The study, published in the journal Frontiers in Psychology, featured 77 Brown University undergraduates who took a 12-week course in mindfulness training. It included weekly seminars and three hour-long lab sessions per week.
The labs “included approximately 30 minutes of a specific contemplative practice from Buddhist or Taoist traditions,” the researchers write. Participants reported meditating an average of 41-and-a-half hours over the 12 weeks, including practice sessions at home; on average, the men meditated over seven hours more than the women.

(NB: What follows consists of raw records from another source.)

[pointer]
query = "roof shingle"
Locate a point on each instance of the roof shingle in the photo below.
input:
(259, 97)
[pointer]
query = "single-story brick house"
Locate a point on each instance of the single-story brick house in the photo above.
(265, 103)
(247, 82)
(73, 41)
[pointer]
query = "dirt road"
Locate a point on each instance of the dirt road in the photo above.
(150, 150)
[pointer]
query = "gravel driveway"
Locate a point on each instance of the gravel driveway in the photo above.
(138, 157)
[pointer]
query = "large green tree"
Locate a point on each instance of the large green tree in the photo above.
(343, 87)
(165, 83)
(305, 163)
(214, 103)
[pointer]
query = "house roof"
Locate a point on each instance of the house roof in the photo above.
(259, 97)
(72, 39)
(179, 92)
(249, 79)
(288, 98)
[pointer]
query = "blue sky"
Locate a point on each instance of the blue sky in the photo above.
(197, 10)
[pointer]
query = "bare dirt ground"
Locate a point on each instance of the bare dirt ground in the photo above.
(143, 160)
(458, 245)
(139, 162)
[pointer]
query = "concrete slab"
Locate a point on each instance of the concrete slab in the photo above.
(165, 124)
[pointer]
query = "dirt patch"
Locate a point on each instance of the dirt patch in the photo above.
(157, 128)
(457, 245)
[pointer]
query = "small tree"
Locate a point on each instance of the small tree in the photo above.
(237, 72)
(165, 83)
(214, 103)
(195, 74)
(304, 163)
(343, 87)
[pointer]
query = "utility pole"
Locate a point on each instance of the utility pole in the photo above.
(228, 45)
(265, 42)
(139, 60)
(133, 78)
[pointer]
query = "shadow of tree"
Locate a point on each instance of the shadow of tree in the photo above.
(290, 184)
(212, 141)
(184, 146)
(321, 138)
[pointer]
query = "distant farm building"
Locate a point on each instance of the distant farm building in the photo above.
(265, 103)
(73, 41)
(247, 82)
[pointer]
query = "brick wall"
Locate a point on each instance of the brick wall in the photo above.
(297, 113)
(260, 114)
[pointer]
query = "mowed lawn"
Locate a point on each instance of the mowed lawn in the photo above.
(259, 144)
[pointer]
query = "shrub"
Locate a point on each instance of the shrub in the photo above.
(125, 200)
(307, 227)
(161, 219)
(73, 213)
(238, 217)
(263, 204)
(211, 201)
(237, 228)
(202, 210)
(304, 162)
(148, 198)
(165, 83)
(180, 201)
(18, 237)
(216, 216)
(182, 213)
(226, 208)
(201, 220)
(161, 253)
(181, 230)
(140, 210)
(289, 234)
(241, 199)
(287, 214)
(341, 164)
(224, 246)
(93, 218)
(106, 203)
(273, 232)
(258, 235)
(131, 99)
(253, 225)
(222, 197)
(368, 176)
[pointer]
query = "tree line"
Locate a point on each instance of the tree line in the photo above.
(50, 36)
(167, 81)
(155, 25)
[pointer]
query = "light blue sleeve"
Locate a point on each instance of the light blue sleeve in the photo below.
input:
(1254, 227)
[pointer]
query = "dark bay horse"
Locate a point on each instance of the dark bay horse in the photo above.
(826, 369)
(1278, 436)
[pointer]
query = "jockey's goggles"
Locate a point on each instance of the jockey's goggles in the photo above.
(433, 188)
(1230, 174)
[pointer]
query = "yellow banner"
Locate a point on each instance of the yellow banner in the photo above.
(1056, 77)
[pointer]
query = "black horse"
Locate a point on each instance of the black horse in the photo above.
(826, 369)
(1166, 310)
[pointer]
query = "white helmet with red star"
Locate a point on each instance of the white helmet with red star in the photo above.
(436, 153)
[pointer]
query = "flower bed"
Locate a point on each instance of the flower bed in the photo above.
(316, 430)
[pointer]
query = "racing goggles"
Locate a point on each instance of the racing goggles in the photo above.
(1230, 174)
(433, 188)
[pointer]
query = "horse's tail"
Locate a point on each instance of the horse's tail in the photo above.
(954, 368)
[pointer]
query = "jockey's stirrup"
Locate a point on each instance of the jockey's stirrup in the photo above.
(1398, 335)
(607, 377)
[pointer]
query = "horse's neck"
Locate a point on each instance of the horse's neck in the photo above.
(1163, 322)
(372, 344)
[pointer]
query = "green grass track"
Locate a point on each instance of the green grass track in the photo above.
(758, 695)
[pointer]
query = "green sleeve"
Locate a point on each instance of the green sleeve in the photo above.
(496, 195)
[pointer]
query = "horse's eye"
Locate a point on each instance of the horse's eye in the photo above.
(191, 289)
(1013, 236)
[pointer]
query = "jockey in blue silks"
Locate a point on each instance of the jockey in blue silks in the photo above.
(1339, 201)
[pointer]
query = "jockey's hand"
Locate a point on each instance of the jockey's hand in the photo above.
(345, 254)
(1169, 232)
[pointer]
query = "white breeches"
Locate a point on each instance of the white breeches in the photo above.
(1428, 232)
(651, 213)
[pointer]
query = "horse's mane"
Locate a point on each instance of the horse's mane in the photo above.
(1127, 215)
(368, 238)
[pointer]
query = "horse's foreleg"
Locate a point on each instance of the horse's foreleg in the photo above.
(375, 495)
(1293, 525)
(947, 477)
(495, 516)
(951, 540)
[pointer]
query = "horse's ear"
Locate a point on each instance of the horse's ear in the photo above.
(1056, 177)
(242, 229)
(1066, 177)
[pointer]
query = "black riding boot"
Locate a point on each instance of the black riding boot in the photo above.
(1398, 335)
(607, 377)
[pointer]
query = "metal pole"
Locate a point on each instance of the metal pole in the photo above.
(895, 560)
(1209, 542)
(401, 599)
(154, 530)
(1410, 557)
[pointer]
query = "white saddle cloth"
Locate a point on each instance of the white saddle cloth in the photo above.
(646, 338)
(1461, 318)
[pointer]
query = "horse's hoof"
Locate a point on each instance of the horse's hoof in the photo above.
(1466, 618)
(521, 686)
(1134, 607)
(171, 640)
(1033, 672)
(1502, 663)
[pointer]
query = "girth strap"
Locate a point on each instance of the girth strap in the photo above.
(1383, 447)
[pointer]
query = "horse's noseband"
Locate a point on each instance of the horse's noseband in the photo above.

At the beginning and end of the course, the students filled out a series of surveys, including one that measured both positive emotions (the degree to which they were currently experiencing such feelings as interest, excitement, and enthusiasm) and negative ones (shame, distress, irritability). They also noted the extent to which they learned key mindfulness skills, reporting their level of agreement with such statements as “I watch my feelings without getting lost in them.”
“Both women and men improved significantly on most measures (of mindfulness),” the researchers report. But in terms of practical results, the results were far more mixed. Female students reported significant reductions in negative emotions, while the men recorded “slight but non-significant increases” in these unwanted feelings.
This was surprising, says Britton, who added that she has found the same pattern in two additional (yet-to-be-published) studies. “I wouldn’t be surprised if this is a widespread phenomenon,” she told the Brown University press office.
Britton and her colleagues suspect the results reflect the different ways men and women typically process negative emotions. “Women tend to ‘internalize’ by ruminating or engaging in self-critical behavior,” they write, “while men tend to ‘externalize’ by distracting themselves” or acting out in some way.
Mindfulness has been shown to decrease rumination, which would explain why the female students felt fewer negative emotions. But that same technique apparently prompted men to stop distracting themselves and focus on their unpleasant feelings — a valuable step toward self-awareness, but hardly one that would improve a person’s mood.
The researchers found preliminary evidence that one particular aspect of mindfulness training was useful to men: “the ability to identify, describe, and differentiate one’s emotions.” Becoming more emotionally literate has many practical benefits; this finding, which needs to be replicated and expanded upon, suggests men could benefit from “practices that emphasize this skill.”
“It is also possible that more active forms of mindfulness training, such as yoga or Tai Chi, may work better for men … given that they may better accommodate the external coping strategy more typical of men,” the researchers add.
This was a small study, and previous research finding mindfulness helps marines recover from battlefield stress suggests it can, in fact, produce positive results in men. But these nuanced findings are a reminder that mindfulness is much like any other psychological intervention in that one size does not necessarily fit all.